Productivity: the ratio between the volume of your input and the volume of your output. In other words, how much stuff you can make or do with the resources you have. The more, the better – right? Not quite.

High productivity receives high praise because we worship at the altar of more – more busy-ness, more stuff, more money, more achievement. But this pursuit of more can be problematic, especially when it comes to productivity. Productivity for productivity’s sake is a fast track to stress, burnout, anxiety, resentment, dissatisfaction and unproductivity.

I’m a doer, I like to keep busy, I’m achievement-oriented, a serial learner and I love a to-do list. My obsession with productivity has led me to make an impact in my career, start my own business, volunteer extensively, have a full social life, be an awesome host, and do a post-grad and a coaching qualification while having a full-time job and a toddler. It has also almost led me to burnout, made me unnecessarily lose countless evenings and weekends to work and, at times, made me ungrateful, dissatisfied and unhappy.


When productivity becomes problematic

We get a sense of satisfaction from being productive for a number of reasons; making effective use of our time, hitting targets, getting praise, being seen as valuable, feeling worthy, achieving something, creating things. The problem isn’t productivity itself – productivity can be great – the problem is productivity that is unexamined. Left unchecked, productivity can become obsessional and unconscious.

Unconscious productivity is unbracketed, it externalises our value, places too much emphasis on what’s next rather than what’s right now, it has no real end-point and, ultimately, only really makes time for more productivity.

Conscious productivity is mindful, it allows us to get into a flow state, achieve set goals and maximise our time to make room for things that feed our wellbeing.

When productivity works for you:

  • You are present and enjoy the process (at least most of the time)
  • You have clear, achievable targets
  • The goal is personally important to you
  • You celebrate your wins
  • Rest, reflection and restoration is part of the process
  • It creates more (not less) space for other things in your life 

When productivity works against you:

  • You’re not present
  • There is no end in sight (think: hamster wheel)
  • The end-goal keeps moving
  • The end-goal isn’t your own
  • You finish a task and move straight onto the next thing
  • It’s at the expense of your wellbeing 


How to be consciously productive 

To maintain a healthy relationship with productivity, question it – be clear on your who, why, what, when and how.

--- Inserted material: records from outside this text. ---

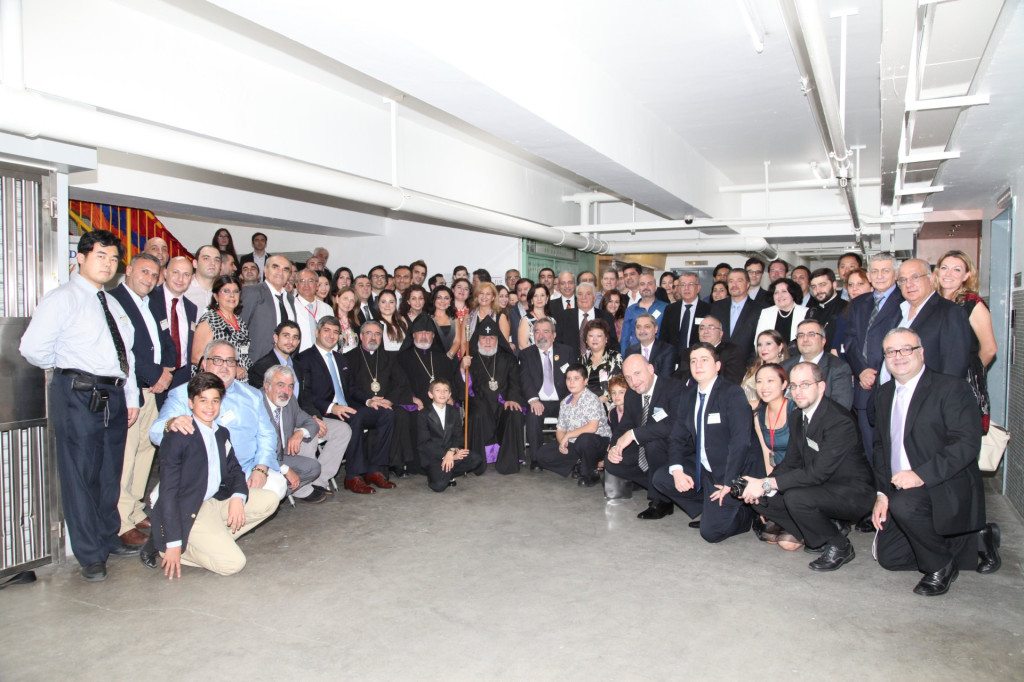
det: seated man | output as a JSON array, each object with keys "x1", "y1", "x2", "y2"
[
  {"x1": 294, "y1": 317, "x2": 394, "y2": 495},
  {"x1": 519, "y1": 317, "x2": 572, "y2": 460},
  {"x1": 624, "y1": 313, "x2": 675, "y2": 378},
  {"x1": 249, "y1": 320, "x2": 302, "y2": 390},
  {"x1": 606, "y1": 354, "x2": 686, "y2": 519},
  {"x1": 262, "y1": 364, "x2": 352, "y2": 503},
  {"x1": 141, "y1": 372, "x2": 279, "y2": 577},
  {"x1": 461, "y1": 321, "x2": 525, "y2": 474},
  {"x1": 676, "y1": 315, "x2": 744, "y2": 385},
  {"x1": 871, "y1": 328, "x2": 997, "y2": 596},
  {"x1": 783, "y1": 319, "x2": 854, "y2": 409},
  {"x1": 651, "y1": 343, "x2": 763, "y2": 542},
  {"x1": 417, "y1": 378, "x2": 485, "y2": 492},
  {"x1": 151, "y1": 341, "x2": 286, "y2": 499},
  {"x1": 740, "y1": 362, "x2": 875, "y2": 570}
]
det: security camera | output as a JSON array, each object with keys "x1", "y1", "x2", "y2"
[{"x1": 684, "y1": 215, "x2": 694, "y2": 225}]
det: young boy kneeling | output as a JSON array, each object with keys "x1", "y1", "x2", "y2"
[
  {"x1": 141, "y1": 372, "x2": 280, "y2": 578},
  {"x1": 417, "y1": 378, "x2": 485, "y2": 492}
]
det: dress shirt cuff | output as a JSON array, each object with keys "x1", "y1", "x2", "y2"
[
  {"x1": 299, "y1": 428, "x2": 311, "y2": 439},
  {"x1": 668, "y1": 464, "x2": 682, "y2": 473},
  {"x1": 528, "y1": 397, "x2": 540, "y2": 403},
  {"x1": 280, "y1": 464, "x2": 290, "y2": 475},
  {"x1": 166, "y1": 540, "x2": 182, "y2": 548},
  {"x1": 231, "y1": 492, "x2": 247, "y2": 500},
  {"x1": 327, "y1": 402, "x2": 337, "y2": 414},
  {"x1": 876, "y1": 491, "x2": 886, "y2": 498}
]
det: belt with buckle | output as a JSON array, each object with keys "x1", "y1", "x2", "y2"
[{"x1": 58, "y1": 368, "x2": 126, "y2": 387}]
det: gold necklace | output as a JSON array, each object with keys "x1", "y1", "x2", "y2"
[{"x1": 361, "y1": 348, "x2": 381, "y2": 393}]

Who are you doing this for? Why are you doing it? What is the target or purpose? When will you know you have achieved it? How will you recover and restore? Being mindful of these things puts you in the driver’s seat, ensuring your productivity always works for you, not against you. 

When I talk to clients about productivity, the purpose isn’t to be more productive so they can cram more in, it’s about being more conscious. It’s about internal drivers over external drivers. It’s about creating more time and space to do the things they really want to do, and haemorrhaging less time and energy on the things that don’t (or shouldn’t) really matter.  

I once had a coaching client who was a very self-aware high-achiever. She had the ability to slip into an almost fixated productive state but found it difficult to step back out of it. This created a cycle of extreme productivity followed by burnout. It had plagued her for years. Her challenge was not learning how to be more (or less) productive, it was to learn how to be more consciously productive. What ended that cycle was questioning the motivation behind her hyper-productivity, the beliefs she held, the pay-offs. She developed a technique that allowed her to visualise her productive state and imagine herself stepping in and out of it easily. The questions and the visualisations were just ways to dissemble her hyper-productivity so she could start being more conscious about it. She created more time for things outside of work, built in time for recovery and rest, and could achieve what was important to her without sacrificing her wellbeing.

To-do lists, admin, work – it won’t cease on your behalf and the relentless pursuit of more will never bring completeness.

Don’t just seek more productivity, seek conscious productivity. Question your who, why, what, when and how. Always bookend your ‘production time’ with down time – all things that run on energy need to be refuelled and switched off. And, finally, don’t forget to enjoy the process because the destination (and the end of that to-do list) never really comes so you might as well enjoy the ride.